- Episode no.: Season 35 Episode 12
- Directed by: Timothy Bailey
- Written by: Ryan Koh
- Production code: 35ABF05
- Original air date: February 25, 2024

Guest appearances
- Matt Berry as Chester Arborday; Rachel Bloom as Annette;

Episode features
- Commentary: Matt Groening Yeardley Smith; Matt Selman;

Episode chronology
| ← Previous "Frinkenstein's Monster" | Next → "Clan of the Cave Mom" |
- The Simpsons season 35

= Lisa Gets an F1 =

"Lisa Gets an F1" is the twelfth episode of the thirty-fifth season of the American animated television series The Simpsons, and the 762nd episode overall.
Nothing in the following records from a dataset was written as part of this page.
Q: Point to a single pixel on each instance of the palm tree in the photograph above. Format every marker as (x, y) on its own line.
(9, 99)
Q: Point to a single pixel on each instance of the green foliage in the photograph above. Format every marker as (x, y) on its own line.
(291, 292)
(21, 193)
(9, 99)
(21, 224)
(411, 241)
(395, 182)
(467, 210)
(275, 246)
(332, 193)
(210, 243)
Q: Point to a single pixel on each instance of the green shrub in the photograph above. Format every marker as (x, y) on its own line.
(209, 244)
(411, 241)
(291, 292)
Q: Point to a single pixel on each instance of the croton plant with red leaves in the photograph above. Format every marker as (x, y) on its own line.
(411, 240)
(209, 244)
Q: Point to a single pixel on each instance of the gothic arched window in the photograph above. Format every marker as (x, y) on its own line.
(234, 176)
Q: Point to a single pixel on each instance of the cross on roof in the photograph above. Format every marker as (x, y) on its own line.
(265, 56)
It aired in the United States on Fox on February 25, 2024. The episode was directed by Timothy Bailey and written by Ryan Koh.

In this episode, Lisa begins go-kart racing to deal with her anxiety while Bart befriends her racing rival. Matt Berry and Rachel Bloom guest starred. The episode received positive reviews.

==Plot==
Lisa experiences anxiety as Homer recklessly drives her to her therapy appointment. Her therapist tells Homer and Marge that her anxiety is caused by Homer's behavior while driving. To face her fears, her therapist takes Lisa to a go-kart track and has Lisa drive around the track. She hit a wall of tires, which angers her, but she learns to drive and enjoys it.

Lisa begins to race professionally. Springfield is hosting the next leg of the international children's go-kart circuit, with racer Paolo being the favorite to win. The children attend Springfield Elementary School while they are in town. Bart decides to befriend Paolo for money. In the first race at the go-kart track, Lisa beats Paolo. Watching the race, Homer becomes worried about the dangers of Lisa driving. He later has a nightmare where he bombs Lisa off a track, and he blames himself for bad parenting. Lisa is angered when he unsuccessfully tries to stop her from racing.

The final race takes place on the streets of Springfield. Paolo learns that Bart is Lisa's brother, which ends their friendship. Bart learns that Paolo tampered with Lisa's kart. During the race, Lisa is in the lead, but her kart begins to fall apart. Homer drives his car onto the track and forces the kart to a stop as it crosses the finish line in first place. Homer and Lisa forgive each other.

==Production==
Matt Berry guest starred as Chester Arborday. Berry starred on creator Matt Groening's animated television series Disenchantment. Rachel Bloom reprised her role as Annette. Bloom first appeared in this role in the twenty-ninth season episode "Springfield Splendor." Dan Castellaneta also voiced the role of Paolo, Lisa's racing rival.

==Cultural references==
Homer's nightmare depicts the characters as parodies of the drivers in the video game series Mario Kart as they race on the Rainbow Road track. Lisa, Homer, Milhouse, Nelson, Ralph, and Sherri or Terri are depicted as Mario, Wario, Yoshi, Bowser, Toad, and Princess Peach, respectively. The sequence also depicts Yoshi Milhouse being attacked by a Blue shell. Homer later denies knowing what Mario Kart is.

The episode's title is a reference to Formula One, commonly abbreviated "F1", and three previous episodes of the series: season ten's "Lisa Gets an "A"", season two's "Bart Gets an "F"" and "Bart's Dog Gets an "F"".

==Reception==
===Viewing figures===
The episode earned a 0.21 rating with 0.87 million viewers, which was the most-watched show on Fox that night.

===Critical response===
John Schwarz of Bubbleblabber gave the episode an 8.5 out of 10. He liked that an episode with a racing theme was the lead-out of a NASCAR event and highlighted Lisa's use of racing to deal with her anxiety. However, he thought Bart's role was added just to find a reason to include him in the episode.

Mike Celestino of Laughing Place thought the episode was funny and liked the animation of the action sequences. He also highlighted the performance by Matt Berry.